Protection of privacy is a need for millions of users around the world, so such methods as data protection and encoding are used by private companies and individual consumers. These emergent digital information standards now pose a major problem for competition regulators around the world as they span jurisdictions and the market dominance they create are not easily broken up by their nature. However, the US Department of Justice understandably only serves the US national interest: from their perspective an operating system ‘lock-in’ like Microsoft Windows is at least a domestic American ‘lock in’. These technological questions mark out the information infrastructures and security issues.

Works Cited

Carey, P. Data Protection: A Practical Guide to UK and EU Law.
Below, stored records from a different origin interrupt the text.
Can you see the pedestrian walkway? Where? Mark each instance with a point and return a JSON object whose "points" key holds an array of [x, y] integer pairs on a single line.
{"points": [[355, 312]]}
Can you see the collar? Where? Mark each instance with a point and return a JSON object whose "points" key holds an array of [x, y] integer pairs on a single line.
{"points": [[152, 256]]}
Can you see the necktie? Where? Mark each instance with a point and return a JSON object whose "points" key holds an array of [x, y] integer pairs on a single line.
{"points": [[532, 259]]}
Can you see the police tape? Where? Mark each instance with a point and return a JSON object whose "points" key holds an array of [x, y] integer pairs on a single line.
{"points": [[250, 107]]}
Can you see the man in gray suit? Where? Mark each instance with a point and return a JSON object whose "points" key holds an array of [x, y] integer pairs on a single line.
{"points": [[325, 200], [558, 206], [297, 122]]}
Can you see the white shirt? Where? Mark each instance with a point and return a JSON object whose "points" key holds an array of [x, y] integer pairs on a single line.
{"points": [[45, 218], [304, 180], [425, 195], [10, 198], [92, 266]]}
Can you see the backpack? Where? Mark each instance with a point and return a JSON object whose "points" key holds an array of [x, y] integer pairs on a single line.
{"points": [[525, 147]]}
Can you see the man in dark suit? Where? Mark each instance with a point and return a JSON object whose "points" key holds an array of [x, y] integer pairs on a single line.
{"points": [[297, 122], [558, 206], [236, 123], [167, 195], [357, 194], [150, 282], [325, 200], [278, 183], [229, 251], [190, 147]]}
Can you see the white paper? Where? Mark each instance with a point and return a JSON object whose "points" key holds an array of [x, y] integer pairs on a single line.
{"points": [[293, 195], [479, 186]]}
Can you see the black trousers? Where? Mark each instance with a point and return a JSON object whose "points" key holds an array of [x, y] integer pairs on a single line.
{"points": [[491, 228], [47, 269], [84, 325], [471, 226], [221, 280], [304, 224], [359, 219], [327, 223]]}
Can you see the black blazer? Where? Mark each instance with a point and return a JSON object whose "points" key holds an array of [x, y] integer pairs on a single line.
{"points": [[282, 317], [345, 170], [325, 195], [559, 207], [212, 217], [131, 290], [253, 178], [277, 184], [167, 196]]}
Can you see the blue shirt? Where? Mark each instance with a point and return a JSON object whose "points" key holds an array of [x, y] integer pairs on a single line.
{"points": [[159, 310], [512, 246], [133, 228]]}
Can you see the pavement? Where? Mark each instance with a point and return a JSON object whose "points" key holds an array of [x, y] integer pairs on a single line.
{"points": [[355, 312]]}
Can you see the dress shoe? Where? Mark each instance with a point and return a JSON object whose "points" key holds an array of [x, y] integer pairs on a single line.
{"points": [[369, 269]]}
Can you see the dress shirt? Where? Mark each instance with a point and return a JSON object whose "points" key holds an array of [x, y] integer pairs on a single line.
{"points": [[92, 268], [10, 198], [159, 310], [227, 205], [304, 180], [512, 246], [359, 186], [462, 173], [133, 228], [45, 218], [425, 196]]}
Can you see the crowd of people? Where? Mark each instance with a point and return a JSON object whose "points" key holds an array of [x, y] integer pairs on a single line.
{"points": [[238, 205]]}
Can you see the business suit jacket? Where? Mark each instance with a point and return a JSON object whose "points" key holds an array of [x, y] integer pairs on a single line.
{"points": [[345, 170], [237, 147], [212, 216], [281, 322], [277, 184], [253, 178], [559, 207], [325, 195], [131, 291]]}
Oxford University Press; 2Rev Ed edition, 2002.

Pfleeger, Ch. P., Pfleeger, Sh. L. Security in Computing. Prentice Hall PTR; 3 edition, 2002.

Elmer, G. (ed.). Critical Perspectives on the Internet. Boulder, CO: Rowman & Co, 2002.

Hillis, K. Digital Sensations: Space, Identity, and Embodiment in Virtual Reality, Vol. 1. Minneapolis, London: University of Minnesota Press, 2005.

Kaufman, Charlie, Perlman, Radia, Speciner, Mike. Network Security: Private Communication in a Public World (2nd Edition). Prentice Hall; 2 edition, 2002.